西部謙司 フットボール・ラボ

サガン鳥栖は個人技も凄いんです。キックが「まとまって」いる本田風智と宮代大聖の圧巻の技術力

今週の週刊鳥栖ラボは鹿島戦。鹿島相手に優勢に試合を進めながらも勝ち切れなかった鳥栖。ポイントはどこにあったのか? 本田、宮代などの個人技にも着目しつつ試合を振り返ります。

主導権の目安となったハイプレスの効き具合 

宮代大聖が見事な個人技から先制しましたが、カイキのヘディングで追いつかれ、第30節の鹿島アントラーズ戦は1-1のドローとなりました。

立ち上がりはやや鹿島のペースでしたが、宮代の先制点の少し前から鳥栖の攻勢となっていました。後半も60分あたりまでは鳥栖のリズムでしたが、鹿島がそこから盛り返しています。トータルでは鳥栖の時間帯が少し長かったと思いますが、だいたい互角という感じだったので引き分けは妥当でしょう。
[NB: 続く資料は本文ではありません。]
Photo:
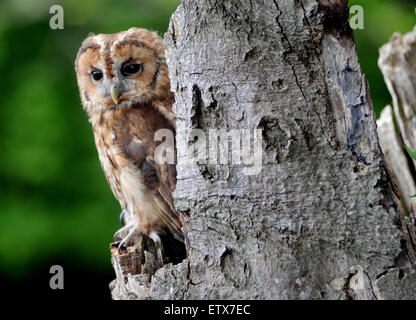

この試合は、どちらのペースなのかのモノサシがはっきりしていて、敵陣でのプレスが効いているほうが優勢でした。そのへんを中心に振り返ってみます。

愚直に鹿島を追い込むも…勝ちきれなかったポイントはどこにあったのか?

鹿島は中盤を菱形に組む4-3-1-2で、トップ下に負傷から回復した荒木遼太郎が入っています。これに対して鳥栖は3-5-2というか3-1-4-2のフォーメーションです。マッチアップ的にはこんな感じ。(図1)

鳥栖とすればバッチリ噛み合わせて前から奪いに行くぞという形なのですが、序盤はピトゥカがいわゆるサリーダ・ラボルピアーナをやって、鳥栖のハイプレスを上手くいなします。(図2)

鳥栖が捕まえ切れない感じになったところで、鹿島は前進したSBへ大きなサイドチェンジのパスを振って攻め込むという形が何回かできていました。しかし、鳥栖もめげずにプレスし続けたことで流れが変わってきます。